Causes of Fecal Incontinence
A reservoir mechanism is essential for continence, because the maximum period of sustained voluntary contraction of striated anal sphincter muscles is brief. Reservoir incontinence results from a failure of the large bowel to accommodate to the colorectal content. Animals with reservoir incontinence are usually aware of feces in the rectum and are able to sense imminent defecation. Reservoir incontinence is most often characterized by frequent, conscious defecation, but not by inadvertent anal dribbling. Adequacy of large bowel reservoir function is affected by colorectal irritability, capacity, compliance, and motility, and volume of feces. Causes of reservoir incontinence include acute or chronic proctitis, rectoanal neoplasia, and diffuse colitis.

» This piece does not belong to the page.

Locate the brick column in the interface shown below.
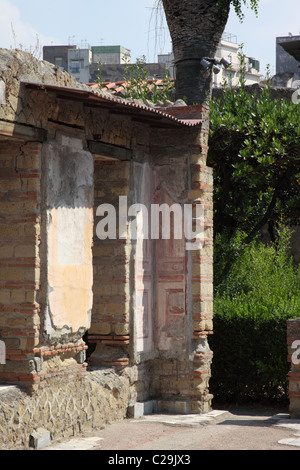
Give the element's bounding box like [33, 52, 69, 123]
[88, 159, 130, 366]
[287, 318, 300, 419]
[0, 142, 42, 385]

Failure of tonic anorectal and anal sphincter tone can occur due to trauma to the pudendal nerve, as part of cauda equina syndrome, or as part of more generalized degenerative or inflammatory neuropathies such as degenerative myelopathy of German Shepherds. Neurogenic sphincter incontinence is most commonly associated with lower motor neuron dysfunction, as seen with lumbosacral disease. Animals with lumbosacral disease often have decreased anal tone, decreased anal and rectal sensation, and loss of the rectosphincteric reflex. In a study of 69 surgically treated cases of degenerative lumbosacral stenosis in dogs, four (6%) had fecal incontinence prior to surgery, and of those only one improved without surgical correction.13 Following dorsal decompressive laminectomy, a further four developed fecal incontinence. Although rare in cats, lumbosacral disease is occasionally seen and has been associated with fecal incontinence.14 Perianal surgical procedures can result in damage to the EAS or its innervations leading to incontinence.15–17
Aging has a gradual and progressive effect on anal function. Effects of aging in human colon and anal sphincter include thinning of the external anal sphincter, weakening of muscular contraction, and increased latency of pudendal nerve firing.18 This may be relevant to geriatric dogs and cats.